The syntax is as follows:
SELECT SUM (Salary)
FROM EMPLOYEES;
The query above will return the total sum of all employees’ salaries.
Output –
SUM(Salary)
90000
- To calculate the total salaries of employees in the “Marketing Department”. Let’s say there are three employees in the finance department, having salaries of 10000, 8000, and NULL.
Here’s the syntax:
SELECT SUM (Salary)
FROM EMPLOYEES
WHERE Department = ‘Marketing’;
This query will add the salaries of the three employees.
Output –
SUM(Salary)
18000
Note: If three rows in the column “Department” mentions “Marketing”, and only two rows have non-null entries; the return value will be the sum of the non-null values.
AVG ()
The average function calculates the average of all the numeric values for a particular column.

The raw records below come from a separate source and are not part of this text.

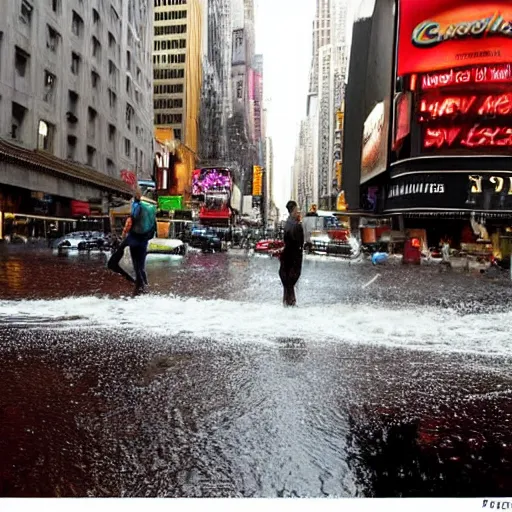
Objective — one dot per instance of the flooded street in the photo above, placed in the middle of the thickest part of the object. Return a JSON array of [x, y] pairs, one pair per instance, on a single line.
[[207, 387]]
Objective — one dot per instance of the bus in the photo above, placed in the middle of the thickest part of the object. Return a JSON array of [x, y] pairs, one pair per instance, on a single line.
[[213, 187]]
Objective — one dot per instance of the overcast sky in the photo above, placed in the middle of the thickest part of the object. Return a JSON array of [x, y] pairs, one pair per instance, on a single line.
[[284, 37]]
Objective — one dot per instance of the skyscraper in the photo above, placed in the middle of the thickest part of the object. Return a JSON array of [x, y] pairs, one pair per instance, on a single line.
[[177, 62], [325, 98], [75, 103]]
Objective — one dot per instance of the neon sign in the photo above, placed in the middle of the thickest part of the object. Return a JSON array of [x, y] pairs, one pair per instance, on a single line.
[[431, 33], [490, 105], [476, 136], [477, 75], [498, 182]]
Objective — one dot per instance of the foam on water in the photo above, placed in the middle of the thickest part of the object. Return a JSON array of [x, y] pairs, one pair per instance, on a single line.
[[439, 330]]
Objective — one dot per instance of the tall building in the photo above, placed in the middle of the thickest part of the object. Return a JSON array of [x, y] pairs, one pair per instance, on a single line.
[[75, 104], [321, 37], [321, 163], [215, 107], [177, 63]]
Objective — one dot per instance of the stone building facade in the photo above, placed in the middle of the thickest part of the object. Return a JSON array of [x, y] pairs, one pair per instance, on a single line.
[[75, 101]]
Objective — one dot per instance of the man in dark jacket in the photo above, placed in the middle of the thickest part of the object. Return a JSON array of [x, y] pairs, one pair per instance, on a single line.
[[139, 229], [291, 257]]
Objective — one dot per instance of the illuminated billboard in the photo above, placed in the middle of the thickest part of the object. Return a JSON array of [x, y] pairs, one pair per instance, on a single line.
[[211, 180], [444, 34], [257, 181], [375, 142]]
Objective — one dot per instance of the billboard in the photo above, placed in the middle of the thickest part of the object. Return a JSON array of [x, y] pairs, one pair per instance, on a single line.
[[211, 180], [378, 82], [238, 56], [443, 34], [458, 191], [257, 181]]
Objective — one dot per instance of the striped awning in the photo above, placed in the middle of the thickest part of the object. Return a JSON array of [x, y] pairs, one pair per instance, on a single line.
[[50, 164]]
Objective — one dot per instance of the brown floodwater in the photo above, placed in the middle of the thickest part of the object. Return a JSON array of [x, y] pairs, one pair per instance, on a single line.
[[207, 387]]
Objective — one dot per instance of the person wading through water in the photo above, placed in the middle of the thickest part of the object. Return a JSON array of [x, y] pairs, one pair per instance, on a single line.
[[291, 257], [139, 229]]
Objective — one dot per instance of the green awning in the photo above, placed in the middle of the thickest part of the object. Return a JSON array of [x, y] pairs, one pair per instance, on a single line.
[[170, 203]]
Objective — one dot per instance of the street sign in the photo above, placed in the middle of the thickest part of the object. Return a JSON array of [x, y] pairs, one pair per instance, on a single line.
[[257, 181]]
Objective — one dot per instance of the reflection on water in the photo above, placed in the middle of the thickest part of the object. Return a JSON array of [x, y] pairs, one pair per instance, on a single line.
[[207, 387], [404, 459]]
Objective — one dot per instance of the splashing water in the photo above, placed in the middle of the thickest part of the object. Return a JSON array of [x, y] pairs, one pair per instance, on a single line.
[[427, 328]]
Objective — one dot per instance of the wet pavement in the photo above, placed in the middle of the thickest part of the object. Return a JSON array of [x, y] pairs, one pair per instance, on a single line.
[[208, 387]]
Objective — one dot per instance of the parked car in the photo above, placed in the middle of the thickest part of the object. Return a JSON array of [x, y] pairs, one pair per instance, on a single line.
[[266, 246], [82, 241]]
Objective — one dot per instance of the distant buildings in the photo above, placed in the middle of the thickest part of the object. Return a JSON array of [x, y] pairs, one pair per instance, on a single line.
[[317, 167], [232, 124], [75, 109]]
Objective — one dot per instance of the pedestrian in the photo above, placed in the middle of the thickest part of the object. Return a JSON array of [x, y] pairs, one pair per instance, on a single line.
[[139, 229], [291, 257]]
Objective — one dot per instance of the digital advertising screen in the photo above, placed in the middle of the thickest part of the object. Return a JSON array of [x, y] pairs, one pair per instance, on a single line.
[[444, 34], [456, 57], [211, 180]]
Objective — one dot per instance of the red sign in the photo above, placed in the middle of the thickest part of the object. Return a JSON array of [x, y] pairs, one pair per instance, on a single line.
[[444, 34], [447, 106], [129, 177], [80, 209], [500, 73], [472, 136]]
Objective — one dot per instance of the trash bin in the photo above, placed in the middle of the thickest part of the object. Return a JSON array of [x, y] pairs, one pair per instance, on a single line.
[[412, 252]]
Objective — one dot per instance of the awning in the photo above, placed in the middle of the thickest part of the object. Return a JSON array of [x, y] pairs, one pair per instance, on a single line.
[[50, 164], [80, 209]]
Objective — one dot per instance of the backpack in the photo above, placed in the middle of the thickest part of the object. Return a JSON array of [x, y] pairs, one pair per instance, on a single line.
[[144, 222]]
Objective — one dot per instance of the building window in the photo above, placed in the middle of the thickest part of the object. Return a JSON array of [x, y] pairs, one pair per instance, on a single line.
[[52, 39], [91, 128], [112, 98], [18, 119], [91, 156], [49, 86], [21, 60], [26, 12], [55, 6], [111, 168], [75, 63], [127, 148], [72, 107], [96, 17], [77, 25], [95, 80], [71, 154], [113, 73], [96, 48], [130, 114], [46, 132], [112, 133]]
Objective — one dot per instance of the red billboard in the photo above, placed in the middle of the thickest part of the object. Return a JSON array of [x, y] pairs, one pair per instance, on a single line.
[[444, 34]]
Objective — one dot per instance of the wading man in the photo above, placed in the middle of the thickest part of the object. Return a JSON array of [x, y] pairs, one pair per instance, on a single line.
[[139, 230], [291, 257]]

The column given in a query is taken as an argument.
The syntax is as follows:
SELECT AVG(column_name)
FROM(table_name)
WHERE condition;
Example:
- Let’s say the salaries of the R&D Department’s employees are 9000, 10000 and 8000. Here’s the syntax to calculate the average:
SELECT AVG(Salary)
FROM EMPLOYEES
WHERE Department = ‘R&D’;
The above query will be the sum of 9000+10000+8000 = 27000, divided by 3. The answer is 9000.
Output –
AVG(Salary)
9000
Note: The average function operates only on non-null values.
MIN()
The minimum function uses a column as an argument and returns the minimum value from that column.
Here’s the syntax:
SELECT MIN(column_name)
FROM(table_name);
Example:
- To find out the minimum salary given by the company?
Here’s the syntax:
SELECT MIN(Salary)
FROM EMPLOYEES;
The return value will be the minimum salary of all the employees.
Output –
MIN(Salary)
7000
- Let’s think and write the syntax for finding the minimum salary of an employee from the Marketing Department, having salaries 10000, 8000, and NULL.
SELECT MIN(Salary)
FROM EMPLOYEES
WHERE Department = ‘Marketing’;
Out of three entries in the column ‘Salary’ from ‘Marketing Department’, one of them has a null value. The return will be the minimum salary out of the two non-null values.
Output –
MIN(Salary)
8000
MAX()
The maximum function takes a column as an argument and returns its maximum value. The syntax for this function is below:
SELECT MAX(column_name)
FROM(table_name)
WHERE condition;
Example:
- To find the maximum salary provided by the company.
Here’s the syntax:
SELECT MAX(Salary)
FROM EMPLOYEES;
The return value will be the maximum value from the ‘Salary’ column, that is, 11000.
Output –
MAX(Salary)
11000
- Consider the column ‘Salary’ where ‘Department’ is ‘R&D’’ to find the maximum salary provided in that department. Salaries are 9000, 10000, and 8000.
Here is the syntax:
SELECT MAX(Salary)
FROM EMPLOYEES
WHERE Department = ‘R&D’;
This query will return the highest salary from the R&D department, which is 10000.
Output –
MAX(Salary)
10000
Note: MIN() and MAX() functions return a NULL value if no row is selected.
Conclusion
By understanding how to write the syntax and the logical usage of these aggregate functions, you can ace the game of employing SQL queries. Learning these SQL aggregate functions will enable you to find the best database management solutions. These aggregate functions are indispensable to gaining insight into the data sets. Get started with SQL aggregate functions today and boost your data analysis skills to the next level.